2 – suppression des périodes de sûreté. Dans la dernière version de la loi pénitentiaire M. Lebranchu, que j’estime beaucoup, avait modestement proposé que les périodes de sûreté ne soit plus prononcées automatiquement… c’est pas mal, mais est-ce que cela vaut le coup de voter à gauche pour que les périodes de sûreté ne soient plus automatiques ? Non, ce ne sont pas des valeurs qui nous permettent d’aller au combat électoral avec des arguments.

3 – faire en sorte, avec volontarisme, sens et outils, que la prison ne soit plus centrale en matière pénale. Ce ne sont pas que des mots, il y a des façons simples de le faire. Il s’agit de définir toute une série d’infractions, avec des conditions particulières peut-être en terme de récidive, qui ne pourront plus être sanctionnées par la prison. Par exemple, le vol simple pour un non récidiviste ne sera plus sanctionné par l’enfermement mais par un TIG (dont je précise qu’il faudrait parler de Service d’Intérêt Général… sanctionner quelqu’un qui peine à s’insérer et à trouver du travail, par le travail, il y a là quelque chose de pervers ; les symboles c’est important).

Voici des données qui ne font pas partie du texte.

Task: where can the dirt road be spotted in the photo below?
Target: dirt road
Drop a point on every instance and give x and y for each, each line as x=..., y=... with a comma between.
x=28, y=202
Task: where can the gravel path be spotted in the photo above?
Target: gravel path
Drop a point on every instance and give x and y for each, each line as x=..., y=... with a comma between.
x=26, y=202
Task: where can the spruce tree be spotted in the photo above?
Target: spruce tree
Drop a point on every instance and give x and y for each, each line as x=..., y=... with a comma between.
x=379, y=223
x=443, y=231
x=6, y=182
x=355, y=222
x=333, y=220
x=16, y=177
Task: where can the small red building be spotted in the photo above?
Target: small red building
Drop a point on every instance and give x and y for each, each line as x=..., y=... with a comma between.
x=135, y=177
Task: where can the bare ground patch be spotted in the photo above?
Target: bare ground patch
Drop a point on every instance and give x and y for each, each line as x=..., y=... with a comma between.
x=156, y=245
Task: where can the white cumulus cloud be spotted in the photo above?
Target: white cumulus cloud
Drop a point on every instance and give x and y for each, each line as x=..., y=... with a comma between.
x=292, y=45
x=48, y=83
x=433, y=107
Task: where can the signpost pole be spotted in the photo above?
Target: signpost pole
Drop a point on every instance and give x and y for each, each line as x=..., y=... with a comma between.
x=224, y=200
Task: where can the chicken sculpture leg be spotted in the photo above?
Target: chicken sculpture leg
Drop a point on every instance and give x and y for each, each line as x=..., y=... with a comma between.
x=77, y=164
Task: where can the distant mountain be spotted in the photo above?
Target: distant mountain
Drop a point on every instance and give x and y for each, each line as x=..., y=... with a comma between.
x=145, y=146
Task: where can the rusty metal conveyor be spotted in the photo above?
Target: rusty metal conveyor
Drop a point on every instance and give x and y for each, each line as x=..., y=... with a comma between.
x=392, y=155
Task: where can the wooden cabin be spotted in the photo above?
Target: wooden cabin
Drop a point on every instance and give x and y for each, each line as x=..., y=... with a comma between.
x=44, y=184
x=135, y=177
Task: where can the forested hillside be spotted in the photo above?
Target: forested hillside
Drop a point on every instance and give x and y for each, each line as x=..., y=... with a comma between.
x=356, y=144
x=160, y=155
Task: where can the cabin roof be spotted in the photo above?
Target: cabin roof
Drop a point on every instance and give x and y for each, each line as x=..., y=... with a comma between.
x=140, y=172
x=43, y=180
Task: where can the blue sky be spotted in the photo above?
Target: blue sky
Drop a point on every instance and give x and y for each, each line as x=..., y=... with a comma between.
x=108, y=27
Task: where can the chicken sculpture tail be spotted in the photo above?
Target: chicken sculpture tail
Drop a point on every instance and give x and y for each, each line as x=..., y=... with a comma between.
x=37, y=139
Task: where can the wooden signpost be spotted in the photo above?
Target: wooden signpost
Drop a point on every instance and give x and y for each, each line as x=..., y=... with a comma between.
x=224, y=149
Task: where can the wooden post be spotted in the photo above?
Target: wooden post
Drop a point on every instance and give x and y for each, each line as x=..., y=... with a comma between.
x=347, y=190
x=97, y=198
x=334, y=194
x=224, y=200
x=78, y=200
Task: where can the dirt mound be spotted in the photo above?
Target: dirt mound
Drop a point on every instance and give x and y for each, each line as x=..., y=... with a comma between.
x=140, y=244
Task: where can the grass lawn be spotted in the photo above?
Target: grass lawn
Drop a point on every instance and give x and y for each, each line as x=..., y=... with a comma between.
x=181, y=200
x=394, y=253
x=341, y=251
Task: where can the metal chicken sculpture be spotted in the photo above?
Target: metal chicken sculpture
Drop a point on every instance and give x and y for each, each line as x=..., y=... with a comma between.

4 – Personnellement et avec d’autres, je pense qu’on aurait intérêt à simplifier le code pénal et pour les mineurs à créer quelque chose qui serait calqué sur une « probation à l’Anglaise ». Par exemple, pour les mineurs notamment, faire disparaître le sursis simple (qui n’a pas de sens).
[ Le sursis simple : On prononce une peine de 3 mois puis il y a un sursis à exécution, c’est à dire que ces trois mois ne sont pas exécutés immédiatement et pourront ne pas être exécutés… mais la prison reste au coeur de cette affaire sous forme d’épée de Damocles.]
[La probation à l’Anglaise, c’est autre chose puisque la prison n’est pas du tout présente dans cette sanction. La probation est une période fixée durant laquelle le condamné à des obligations et des interdits et si cela ce passe mal il est de nouveau jugé.]
Avec ce système on sort du système centré sur la prison, et ce n’est pas le seul.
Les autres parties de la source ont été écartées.